The terminal has already drawn millions of gallons of water away from the local municipal supply. Total greenhouse gas emissions from burning fracked gas as a result of expanding the terminal would be equivalent to 42 coal plants, according to an analysis by the environmental group Sierra Club.
Santander was also part of a banking collective that lent $7 billion to Port Arthur LNG, a terminal being built in southeast Texas. Bigger still was the $12 billion package for the Rio Grande terminal near Texas’ border with Mexico, which Santander was also involved in. That project is served by pipelines that pass close to Garcia Pasture, the ancestral land of the Carrizo/Comecrudo Tribe, which challenged the U.S. Federal Energy Regulatory Commission for not adequately measuring the LNG plant’s environmental impacts.

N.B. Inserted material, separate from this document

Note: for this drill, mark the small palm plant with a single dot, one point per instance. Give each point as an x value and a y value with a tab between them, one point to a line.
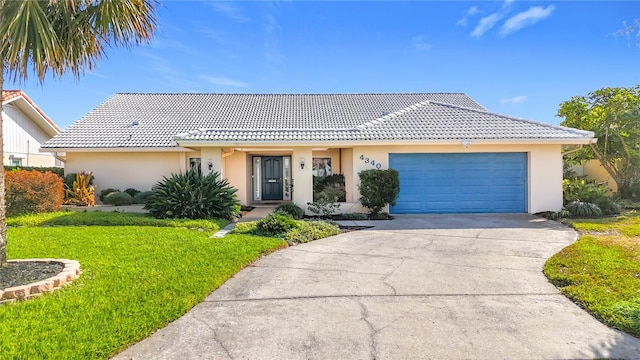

Santander told TBIJ it is “fully committed to supporting a fair and secure green transition.” It added: “We also set clear emissions reduction targets across a range of high-emitting sectors.”
Sempra Infrastructure, the company behind Port Arthur, told TBIJ it was committed to providing “secure, reliable energy” and was exploring options to lower the carbon intensity of its LNG. It said that LNG “will continue to play a key role in both developed and emerging markets worldwide.”
TBIJ made several attempts to contact Venture Global, the owner of the Calcasieu Pass and Plaquemines projects, and Next Decade, which owns Rio Grande LNG, but the companies had not responded by the time of publication.
Aubineau said Santander and commercial banks in general should not only exclude companies developing new oil and gas exploration and production from their financing policies, but the companies developing infrastructure that supports increased production too.
Erlandsson said: “With controversy also domestically on U.S. LNG terminals, to the degree that even the Biden administration has put a pause of further LNG terminal expansion, arguments that this type of financing generates material adverse effects cannot be brushed off.”
For Ozane and her community, the banks financing the LNG buildout on the Gulf Coast are deliberately putting profits over people: “While communities of color and low-income communities are fighting for our lives on the front line of climate change, these banks continue to fund the fossil fuel industries. They continue to target low-income, low-wealth Black, Indigenous, and other people of color communities, treating us like collateral damage to corporate profiteering.”